The Watchdogs use conventional technology, with all weapons and paraphernalia purchased from legitimate retailers; members use their own ground vehicles, usually pick up trucks, vans, motorcycles, and recreational vehicles. The Watchdogs wear identical costumes of synthetic stretch fabric resembling riot gear, consisting of tight-fighting purple shirts and pants with gold-colored gloves, leather boots and accessories, armored kevlar vests, and hard plastic helmets with built-in visors. They are trained in the use of firearms, and usually arm themselves with conventional American-manufactured handguns, shotguns, and rifles, and Army surplus explosives. Watchdogs also carry Army surplus walkie-talkies, and short-wave radios. The Red Skull denies Watchdog Prime's request for funding to purchase exotic weaponry, because use of such weapons would undermine the group's image as a grassroots organization.

A Watchdog member must be an adult male over 21 with a valid gun permit willing to sign an affidavit in blood that he is not a homosexual, believes in the Bible and the United States Constitution, disavows all immoral acts, and is willing to use violence to oppose all activities, materials, institutions, and individuals which are deemed by the organization to undermine the morality and decency of the United States.

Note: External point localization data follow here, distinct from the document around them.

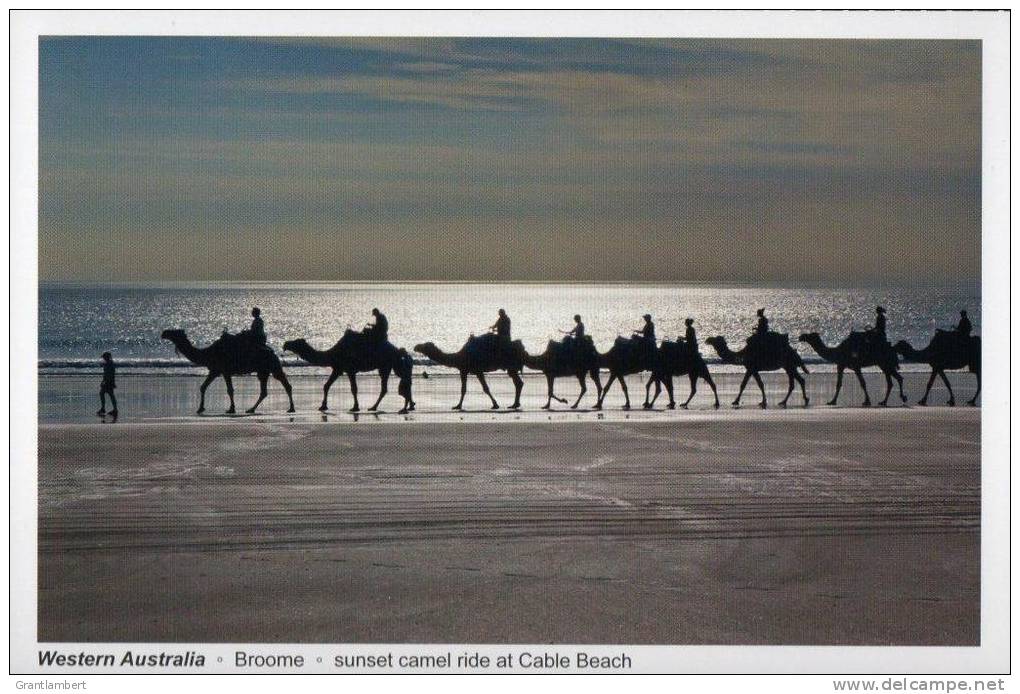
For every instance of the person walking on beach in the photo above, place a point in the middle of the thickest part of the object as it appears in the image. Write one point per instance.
(258, 327)
(690, 337)
(879, 329)
(577, 332)
(648, 330)
(502, 327)
(964, 327)
(107, 386)
(378, 330)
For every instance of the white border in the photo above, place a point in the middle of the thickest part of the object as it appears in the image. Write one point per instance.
(991, 29)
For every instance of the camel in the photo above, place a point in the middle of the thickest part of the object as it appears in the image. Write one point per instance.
(856, 352)
(767, 353)
(478, 356)
(675, 358)
(566, 358)
(355, 353)
(232, 355)
(626, 356)
(948, 350)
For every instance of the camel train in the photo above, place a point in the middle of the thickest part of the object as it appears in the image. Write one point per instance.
(577, 356)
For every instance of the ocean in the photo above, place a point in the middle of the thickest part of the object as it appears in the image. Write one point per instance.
(79, 321)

== Fictional team biography ==
The Watchdogs were introduced as the first group fought by John Walker and Lemar Hoskins after officially becoming the new Captain America and Bucky, respectively. A major Watchdog pack torches an adult bookstore and women's health clinic, and attempts to lynch an alleged pornographer. This pack is busted by John Walker, as the interim Captain America, who was initially conflicted in his opposition to the Watchdogs because he shared their political views. The Watchdogs later hold Walker's parents captive in an effort to get revenge upon him; during the ensuing melee, the Watchdogs murdered his parents, and Walker became a bitter enemy of the organization. The Red Skull was seen to have employed a single Watchdog in his elite cadre of bodyguards.

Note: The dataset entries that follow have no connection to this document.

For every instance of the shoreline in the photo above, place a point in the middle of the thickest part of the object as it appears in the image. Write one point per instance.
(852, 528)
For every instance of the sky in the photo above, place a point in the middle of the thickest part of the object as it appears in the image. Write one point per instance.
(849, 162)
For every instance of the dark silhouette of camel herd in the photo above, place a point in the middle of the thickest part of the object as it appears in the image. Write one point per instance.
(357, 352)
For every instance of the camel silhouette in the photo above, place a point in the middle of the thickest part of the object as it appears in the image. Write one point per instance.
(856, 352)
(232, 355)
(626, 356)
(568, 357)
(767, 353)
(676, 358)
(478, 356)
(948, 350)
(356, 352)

At the public ceremony where Walker relinquished his title of Captain America to Rogers, a lone Watchdog shot and apparently killed Walker. In the same issue, an unnamed member of the Watchdogs was killed by the Scourge of the Underworld disguised as a government agent. The "Watchdog" was actually a government agent who staged the ruse on Walker's behalf so that he can re-emerge as the U.S. Agent. As Captain America, Rogers continued to oppose the Watchdogs, especially once they kidnapped his then-girlfriend Bernie Rosenthal.

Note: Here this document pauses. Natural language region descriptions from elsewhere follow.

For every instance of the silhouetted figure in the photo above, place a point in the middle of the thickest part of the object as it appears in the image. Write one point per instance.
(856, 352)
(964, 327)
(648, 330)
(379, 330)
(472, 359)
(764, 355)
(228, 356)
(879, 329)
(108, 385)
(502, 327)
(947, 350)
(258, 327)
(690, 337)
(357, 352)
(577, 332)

Although he and U.S. Agent arrested all the Watchdogs at the Vermont compound, the organization remains active. Watchdog Prime joins his fellow division chiefs in a meeting with the Red Skull, intending to expand their operations and membership westward across the United States.

== Other versions ==
In the Ultimate Marvel universe, the Watchdogs are a terrorist hate group whose members were killed by Scourge.

== In other media ==
=== Television ===
The Watchdogs appear in media set in the Marvel Cinematic Universe. This version of the group is a radical Inhuman-hunting group who recruit new members from prisons.
- The group first appears in the television series Agents of S.H.I.E.L.D., led by ex-S.H.I.E.L.D. agent Felix Blake and secretly supported by Hydra in the third season before they are replaced by Anton Ivanov / The Superior and anti-Inhuman senator Ellen Nadeer in the fourth season.
- A group of Watchdogs led by an "Alpha Dog" appear in the companion web series Agents of S.H.I.E.L.D.: Slingshot.

=== Video games ===
The Watchdogs appear in Marvel's Avengers. This version of the group originated as a vigilante group who captured and eliminated Inhumans before becoming hired guns for A.I.M. and coming into conflict with the Avengers. They also utilize advanced weaponry such as flamethrowers, riot shields, and jet packs.